Le sens de la justice implique une immédiateté, une réaction épidermique, physique, sensible, à ce qui est perçu comme injuste. C’est ce qui lie les deux impératifs caractérisant l’esprit de justice : celui de ne pas faire comme si le mal n’existait pas et celui d’agir en conséquence. Et au fond, s’il était évident que l’action politique devait se conformer au sens de la justice, il y aurait alors une unanimité politique dans le fait de traiter comme une priorité tous les ravages de toutes les guerres, tout naufrage en mer de migrants, tout meurtre que ce soit dans une famille, dans une mosquée ou dans la rue, tout saccage patrimonial, tout camp de prisonniers politiques ou encore toute forme de ségrégation culturelle ou sociale.

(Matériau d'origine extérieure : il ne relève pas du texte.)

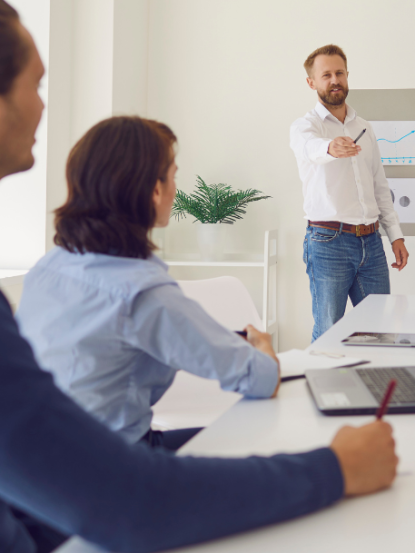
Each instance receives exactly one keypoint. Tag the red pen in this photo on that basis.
(386, 399)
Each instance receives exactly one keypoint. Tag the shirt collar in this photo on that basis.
(323, 112)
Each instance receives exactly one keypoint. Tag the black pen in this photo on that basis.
(360, 136)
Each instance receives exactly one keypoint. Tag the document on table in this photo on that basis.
(296, 361)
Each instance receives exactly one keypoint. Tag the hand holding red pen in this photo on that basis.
(367, 454)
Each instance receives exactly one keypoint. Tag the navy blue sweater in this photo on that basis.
(66, 469)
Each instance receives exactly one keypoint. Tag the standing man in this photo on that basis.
(346, 196)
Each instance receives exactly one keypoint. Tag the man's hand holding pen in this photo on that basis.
(343, 146)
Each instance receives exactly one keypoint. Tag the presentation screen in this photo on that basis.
(396, 140)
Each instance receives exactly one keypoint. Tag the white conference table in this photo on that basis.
(377, 523)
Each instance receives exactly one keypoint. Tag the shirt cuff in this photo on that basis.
(320, 155)
(394, 233)
(264, 376)
(327, 475)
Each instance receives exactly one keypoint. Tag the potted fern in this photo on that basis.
(214, 206)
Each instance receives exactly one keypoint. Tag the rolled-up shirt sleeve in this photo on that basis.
(388, 217)
(307, 141)
(177, 332)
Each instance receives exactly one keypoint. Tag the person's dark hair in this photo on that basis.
(13, 51)
(111, 174)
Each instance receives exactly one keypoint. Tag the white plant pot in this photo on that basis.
(211, 239)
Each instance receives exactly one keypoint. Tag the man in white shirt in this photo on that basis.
(346, 196)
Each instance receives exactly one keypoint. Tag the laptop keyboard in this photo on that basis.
(377, 381)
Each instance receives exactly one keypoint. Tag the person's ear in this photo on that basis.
(157, 193)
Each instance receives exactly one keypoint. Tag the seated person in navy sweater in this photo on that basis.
(66, 470)
(101, 311)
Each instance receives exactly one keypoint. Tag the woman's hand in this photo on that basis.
(263, 342)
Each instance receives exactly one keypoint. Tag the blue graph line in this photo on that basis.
(395, 141)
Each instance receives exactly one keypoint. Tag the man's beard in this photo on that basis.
(334, 100)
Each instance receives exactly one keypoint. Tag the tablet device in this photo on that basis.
(380, 339)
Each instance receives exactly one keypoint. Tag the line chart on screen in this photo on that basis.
(396, 141)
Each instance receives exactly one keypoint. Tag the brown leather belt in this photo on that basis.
(358, 230)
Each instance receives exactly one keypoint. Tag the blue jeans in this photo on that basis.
(342, 265)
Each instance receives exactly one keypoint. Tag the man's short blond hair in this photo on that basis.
(328, 50)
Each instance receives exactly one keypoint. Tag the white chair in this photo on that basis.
(193, 401)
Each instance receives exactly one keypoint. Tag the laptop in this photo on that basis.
(359, 391)
(380, 339)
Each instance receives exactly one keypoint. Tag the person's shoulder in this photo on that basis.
(311, 117)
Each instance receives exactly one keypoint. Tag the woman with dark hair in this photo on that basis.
(101, 311)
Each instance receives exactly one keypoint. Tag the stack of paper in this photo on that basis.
(296, 361)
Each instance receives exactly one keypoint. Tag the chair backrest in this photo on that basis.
(225, 299)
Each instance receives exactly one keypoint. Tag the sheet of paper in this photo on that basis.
(296, 361)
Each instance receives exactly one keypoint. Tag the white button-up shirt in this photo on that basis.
(350, 190)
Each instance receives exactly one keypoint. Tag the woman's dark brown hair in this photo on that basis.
(111, 174)
(14, 52)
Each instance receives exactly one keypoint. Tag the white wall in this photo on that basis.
(228, 77)
(23, 196)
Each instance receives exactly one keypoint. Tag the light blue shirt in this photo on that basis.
(115, 330)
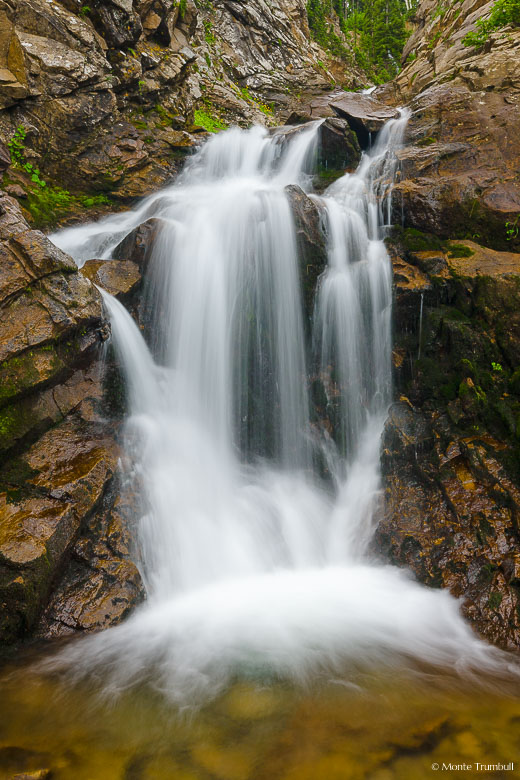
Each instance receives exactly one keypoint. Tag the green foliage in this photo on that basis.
(504, 13)
(210, 123)
(17, 150)
(460, 250)
(512, 229)
(209, 35)
(248, 97)
(495, 599)
(375, 30)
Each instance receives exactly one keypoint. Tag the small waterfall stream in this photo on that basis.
(253, 562)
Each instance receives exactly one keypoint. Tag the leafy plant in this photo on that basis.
(503, 14)
(210, 123)
(17, 150)
(512, 229)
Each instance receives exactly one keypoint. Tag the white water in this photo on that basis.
(251, 561)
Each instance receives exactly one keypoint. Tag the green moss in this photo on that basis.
(210, 123)
(495, 600)
(414, 240)
(426, 141)
(48, 205)
(459, 250)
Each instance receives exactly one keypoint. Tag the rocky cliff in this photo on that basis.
(451, 449)
(110, 96)
(100, 104)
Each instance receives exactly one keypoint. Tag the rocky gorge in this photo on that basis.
(111, 101)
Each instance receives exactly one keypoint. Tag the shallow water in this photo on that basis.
(374, 727)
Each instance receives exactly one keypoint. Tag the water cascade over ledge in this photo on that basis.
(253, 561)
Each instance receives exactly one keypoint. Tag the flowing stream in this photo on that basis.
(255, 563)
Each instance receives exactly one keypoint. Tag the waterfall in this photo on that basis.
(252, 561)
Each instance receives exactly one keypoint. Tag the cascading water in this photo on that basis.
(252, 562)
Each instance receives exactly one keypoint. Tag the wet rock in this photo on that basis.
(51, 324)
(317, 108)
(101, 583)
(13, 78)
(117, 22)
(120, 278)
(51, 490)
(449, 464)
(311, 240)
(137, 245)
(459, 170)
(339, 149)
(5, 158)
(364, 114)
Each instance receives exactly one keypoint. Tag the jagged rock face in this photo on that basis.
(106, 91)
(440, 55)
(51, 324)
(58, 455)
(450, 450)
(460, 167)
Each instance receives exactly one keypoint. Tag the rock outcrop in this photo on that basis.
(112, 96)
(459, 170)
(450, 451)
(58, 453)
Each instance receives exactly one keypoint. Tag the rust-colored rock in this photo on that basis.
(449, 465)
(48, 493)
(364, 114)
(120, 278)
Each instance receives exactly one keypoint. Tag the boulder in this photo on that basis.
(46, 495)
(364, 114)
(117, 22)
(120, 278)
(458, 172)
(101, 583)
(338, 150)
(137, 245)
(312, 242)
(450, 470)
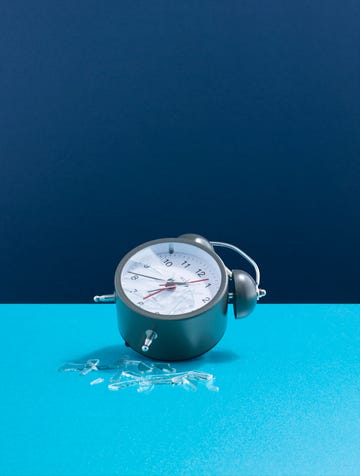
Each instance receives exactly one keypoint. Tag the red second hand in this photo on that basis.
(172, 286)
(168, 286)
(189, 282)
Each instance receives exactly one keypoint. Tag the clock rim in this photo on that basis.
(219, 296)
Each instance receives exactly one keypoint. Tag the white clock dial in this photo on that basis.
(171, 278)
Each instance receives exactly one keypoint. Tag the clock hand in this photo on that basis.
(145, 276)
(157, 291)
(180, 283)
(183, 283)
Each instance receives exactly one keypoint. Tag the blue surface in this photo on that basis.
(289, 399)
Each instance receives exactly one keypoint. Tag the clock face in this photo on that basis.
(171, 278)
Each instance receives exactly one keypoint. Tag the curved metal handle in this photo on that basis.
(261, 292)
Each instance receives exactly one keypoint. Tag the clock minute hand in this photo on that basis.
(146, 276)
(175, 283)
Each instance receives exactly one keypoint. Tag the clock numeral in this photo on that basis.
(185, 264)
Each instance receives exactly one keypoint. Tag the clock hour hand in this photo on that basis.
(146, 276)
(179, 283)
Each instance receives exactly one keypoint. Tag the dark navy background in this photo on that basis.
(126, 121)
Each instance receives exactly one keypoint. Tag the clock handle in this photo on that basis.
(260, 292)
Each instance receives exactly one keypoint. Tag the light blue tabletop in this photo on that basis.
(288, 404)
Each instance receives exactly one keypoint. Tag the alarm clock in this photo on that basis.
(172, 295)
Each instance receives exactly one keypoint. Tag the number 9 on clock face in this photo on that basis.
(170, 278)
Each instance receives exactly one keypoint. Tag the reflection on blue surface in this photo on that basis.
(288, 402)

Et quand bien même unanimité il y aurait parmi les acteurs politiques à se ranger derrière un tel idéal, le propre de la vie étant l’écart entre la réalité de l’action et l’idéal au nom duquel elle s’accomplit, demeureraient des imperfections qui suffiraient à justifier le fait de continuer à se battre pour la justice. Giulio de Ligio, dans L’urgence du politique, restitue ainsi la pensée développée par Pierre Manent lors d’un colloque de l’EHESS intitulé Le Savant et le politique : « L’action est devant nous comme elle était devant Périclès et Saint Paul. Aucune transformation historique n’a rendu l’ordre humain indépendant de la mise en œuvre des vertus civiques et éthiques ». L’idéal de la justice, c’est évident, est loin de proposer des lendemains qui chantent. Il est tout entier dans le présent, il est consubstantiel d’une éthique de l’exigence.

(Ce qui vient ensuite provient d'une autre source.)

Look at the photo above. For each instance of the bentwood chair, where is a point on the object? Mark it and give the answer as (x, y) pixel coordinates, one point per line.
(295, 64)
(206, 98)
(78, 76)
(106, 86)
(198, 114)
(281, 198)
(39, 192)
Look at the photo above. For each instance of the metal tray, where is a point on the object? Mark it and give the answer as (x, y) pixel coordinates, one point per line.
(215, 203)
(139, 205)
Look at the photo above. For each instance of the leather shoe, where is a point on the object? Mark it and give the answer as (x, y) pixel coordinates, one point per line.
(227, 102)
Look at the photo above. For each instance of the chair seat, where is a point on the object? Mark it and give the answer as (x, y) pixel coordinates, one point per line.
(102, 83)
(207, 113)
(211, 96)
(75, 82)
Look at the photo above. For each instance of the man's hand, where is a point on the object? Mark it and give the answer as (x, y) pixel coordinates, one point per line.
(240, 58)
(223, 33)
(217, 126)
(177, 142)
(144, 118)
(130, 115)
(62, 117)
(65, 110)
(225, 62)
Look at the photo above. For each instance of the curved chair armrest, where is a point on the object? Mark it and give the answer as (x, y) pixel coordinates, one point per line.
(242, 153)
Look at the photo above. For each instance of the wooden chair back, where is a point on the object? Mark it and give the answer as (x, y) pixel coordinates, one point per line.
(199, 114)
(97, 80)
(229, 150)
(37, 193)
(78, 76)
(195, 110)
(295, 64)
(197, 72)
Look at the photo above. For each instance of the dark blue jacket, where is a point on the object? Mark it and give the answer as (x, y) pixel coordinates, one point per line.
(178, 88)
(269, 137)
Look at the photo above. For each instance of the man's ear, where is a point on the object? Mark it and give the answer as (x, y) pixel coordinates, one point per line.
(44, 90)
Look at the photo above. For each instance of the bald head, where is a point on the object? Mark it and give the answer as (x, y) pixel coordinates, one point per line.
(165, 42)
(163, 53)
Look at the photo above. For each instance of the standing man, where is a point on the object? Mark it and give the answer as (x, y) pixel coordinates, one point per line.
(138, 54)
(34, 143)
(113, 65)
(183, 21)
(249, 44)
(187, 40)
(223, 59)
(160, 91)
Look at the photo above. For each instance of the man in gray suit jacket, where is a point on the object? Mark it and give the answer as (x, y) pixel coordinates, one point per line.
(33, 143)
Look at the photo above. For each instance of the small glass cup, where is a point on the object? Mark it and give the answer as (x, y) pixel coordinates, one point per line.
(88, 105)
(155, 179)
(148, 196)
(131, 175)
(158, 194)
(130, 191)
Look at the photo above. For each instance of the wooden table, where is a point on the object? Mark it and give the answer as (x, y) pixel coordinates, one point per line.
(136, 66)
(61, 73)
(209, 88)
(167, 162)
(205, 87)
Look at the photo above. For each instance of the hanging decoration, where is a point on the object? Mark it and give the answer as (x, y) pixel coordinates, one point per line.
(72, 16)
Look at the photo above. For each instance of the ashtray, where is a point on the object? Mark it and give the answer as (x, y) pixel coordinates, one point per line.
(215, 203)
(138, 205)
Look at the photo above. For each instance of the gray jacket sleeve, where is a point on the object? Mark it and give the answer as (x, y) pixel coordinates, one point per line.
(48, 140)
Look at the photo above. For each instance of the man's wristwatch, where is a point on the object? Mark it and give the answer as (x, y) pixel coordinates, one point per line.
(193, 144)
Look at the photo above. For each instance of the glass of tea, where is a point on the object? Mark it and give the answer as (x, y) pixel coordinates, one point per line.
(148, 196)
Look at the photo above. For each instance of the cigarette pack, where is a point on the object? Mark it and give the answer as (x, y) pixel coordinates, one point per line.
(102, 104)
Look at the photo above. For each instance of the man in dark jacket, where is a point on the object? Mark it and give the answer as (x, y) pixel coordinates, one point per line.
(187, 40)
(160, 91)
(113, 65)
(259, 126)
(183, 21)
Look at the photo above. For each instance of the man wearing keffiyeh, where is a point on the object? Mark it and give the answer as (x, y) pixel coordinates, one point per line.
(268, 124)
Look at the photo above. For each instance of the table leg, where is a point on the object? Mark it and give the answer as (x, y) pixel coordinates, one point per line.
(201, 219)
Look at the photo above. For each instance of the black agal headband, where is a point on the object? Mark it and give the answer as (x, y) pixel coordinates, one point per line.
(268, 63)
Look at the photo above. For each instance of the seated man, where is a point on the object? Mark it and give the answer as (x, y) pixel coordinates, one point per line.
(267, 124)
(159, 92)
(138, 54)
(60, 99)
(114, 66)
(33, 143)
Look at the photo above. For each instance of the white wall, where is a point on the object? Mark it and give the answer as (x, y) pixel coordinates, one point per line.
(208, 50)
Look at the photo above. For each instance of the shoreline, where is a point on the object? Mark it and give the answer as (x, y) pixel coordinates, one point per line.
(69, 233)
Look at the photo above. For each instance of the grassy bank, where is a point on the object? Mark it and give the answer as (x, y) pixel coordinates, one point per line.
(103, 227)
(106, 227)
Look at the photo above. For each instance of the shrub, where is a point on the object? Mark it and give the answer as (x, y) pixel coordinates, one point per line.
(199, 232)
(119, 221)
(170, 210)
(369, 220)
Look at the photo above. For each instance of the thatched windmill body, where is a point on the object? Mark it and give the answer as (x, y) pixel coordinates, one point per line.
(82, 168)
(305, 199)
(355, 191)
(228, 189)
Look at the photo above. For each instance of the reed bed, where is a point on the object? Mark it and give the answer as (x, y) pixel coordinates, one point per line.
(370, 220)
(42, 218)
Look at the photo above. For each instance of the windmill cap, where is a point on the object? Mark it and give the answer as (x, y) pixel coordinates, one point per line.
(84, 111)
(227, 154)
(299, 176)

Aussi, si nous adoptons une approche formelle, qui se refuse l’ambition délirante de fixer une fois pour toute le sens du mot « bien », c’est parce que le bien est un problème sérieux. Et c’est parce que le bien est un problème sérieux que les grands idéaux qui se présentent comme des solutions universelles et prétendent avoir trouvé la voie unique du salut sont dangereux. D’où le fait qu’un idéal moral pour les Européens soucieux de donner un sens à leur action ne puisse se résumer à la défense de « valeurs européennes » toutes faites.

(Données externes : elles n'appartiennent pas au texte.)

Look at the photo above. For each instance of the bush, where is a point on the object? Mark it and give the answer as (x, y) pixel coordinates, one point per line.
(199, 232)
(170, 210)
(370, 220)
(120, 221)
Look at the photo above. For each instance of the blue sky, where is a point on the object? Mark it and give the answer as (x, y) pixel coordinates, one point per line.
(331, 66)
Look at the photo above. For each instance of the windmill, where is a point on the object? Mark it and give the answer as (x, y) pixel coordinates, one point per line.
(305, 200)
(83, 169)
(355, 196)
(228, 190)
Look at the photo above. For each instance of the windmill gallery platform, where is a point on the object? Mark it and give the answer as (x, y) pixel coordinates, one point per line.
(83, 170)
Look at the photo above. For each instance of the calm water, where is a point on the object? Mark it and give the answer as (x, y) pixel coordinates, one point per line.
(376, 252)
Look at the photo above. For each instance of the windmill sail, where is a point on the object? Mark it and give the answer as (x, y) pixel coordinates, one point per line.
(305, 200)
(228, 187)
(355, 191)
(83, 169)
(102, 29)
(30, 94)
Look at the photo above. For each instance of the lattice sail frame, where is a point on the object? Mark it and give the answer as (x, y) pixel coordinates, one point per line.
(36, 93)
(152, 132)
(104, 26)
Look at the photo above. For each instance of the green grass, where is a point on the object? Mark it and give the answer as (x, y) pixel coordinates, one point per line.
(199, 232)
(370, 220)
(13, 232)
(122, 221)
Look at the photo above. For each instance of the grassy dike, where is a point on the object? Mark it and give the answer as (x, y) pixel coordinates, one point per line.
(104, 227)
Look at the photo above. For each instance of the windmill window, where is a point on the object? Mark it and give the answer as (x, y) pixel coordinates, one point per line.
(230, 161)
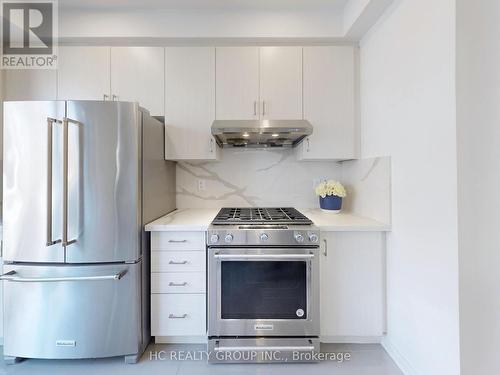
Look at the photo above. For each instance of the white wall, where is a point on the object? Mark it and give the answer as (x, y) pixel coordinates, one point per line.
(478, 128)
(199, 24)
(408, 112)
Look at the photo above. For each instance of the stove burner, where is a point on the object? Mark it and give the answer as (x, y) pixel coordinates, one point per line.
(260, 216)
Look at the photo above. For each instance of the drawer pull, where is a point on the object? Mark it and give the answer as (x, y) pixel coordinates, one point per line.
(172, 316)
(174, 284)
(183, 262)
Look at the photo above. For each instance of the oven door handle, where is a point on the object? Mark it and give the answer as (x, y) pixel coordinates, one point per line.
(264, 256)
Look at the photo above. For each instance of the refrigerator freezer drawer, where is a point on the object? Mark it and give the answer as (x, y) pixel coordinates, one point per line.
(67, 311)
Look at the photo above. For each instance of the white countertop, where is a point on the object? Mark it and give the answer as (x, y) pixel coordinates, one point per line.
(198, 219)
(186, 219)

Le problème de la justice, parce qu’il est grave, donne lieu à des conflits. Faut-il agir ou non ? Si oui, comment agir ? Était-il juste de chercher à éradiquer à tout prix le Hamas après le 7 octobre ? Que faire face aux sans-abris qui dorment sous le porche du Parlement Européen ? Faut-il engager des hommes pour défendre l’Ukraine ? Faut-il soutenir officiellement le nouveau régime syrien et lever les sanctions ? En ce sens, se donner un idéal véritablement moral, c’est le contraire de l’adoption d’une posture moralisatrice, qui consiste à simplement afficher de façon insouciante et irresponsable son brevet de bonne vertu, son excellence dans l’imitation de ce qui est bien vu en société, sans songer un seul instant au potentiel écart entre ces valeurs sociales et l’attitude que prescrit réellement telle ou telle situation donnée.
On peut même aller plus loin, et ne pas seulement lier morale et conflit (entendu ici comme confrontation civique) mais définir la morale, en tant que poursuite de la justice, comme préparation au conflit. Tel est le sens de l’attitude gaulliste d’après-guerre, et de son refus de se complaire dans la satisfaction de la victoire : celui qui avait sonné l’alarme dans le désert dans les années 1930 concevait le réarmement moral de la Libération comme une prise de conscience des dangers à venir et des dilemmes qui devaient se présenter. Aussi, une attitude vraiment morale n’implique en aucun cas la certitude ou la défense d’idées toutes faites. Il s’agit au contraire de cultiver une curiosité à l’égard de la complexité du monde plutôt qu’un confort (ou conformisme) tout bourgeois. En ce sens, la radicalité n’est pas un gros mot. Ériger la justice en idéal, c’est se méfier des idéaux officiels promus par les institutions sociales, étatiques ou scolaires. Aussi, parce que la justice est grave, elle doit laisser place au doute, à l’esprit critique, à la controverse.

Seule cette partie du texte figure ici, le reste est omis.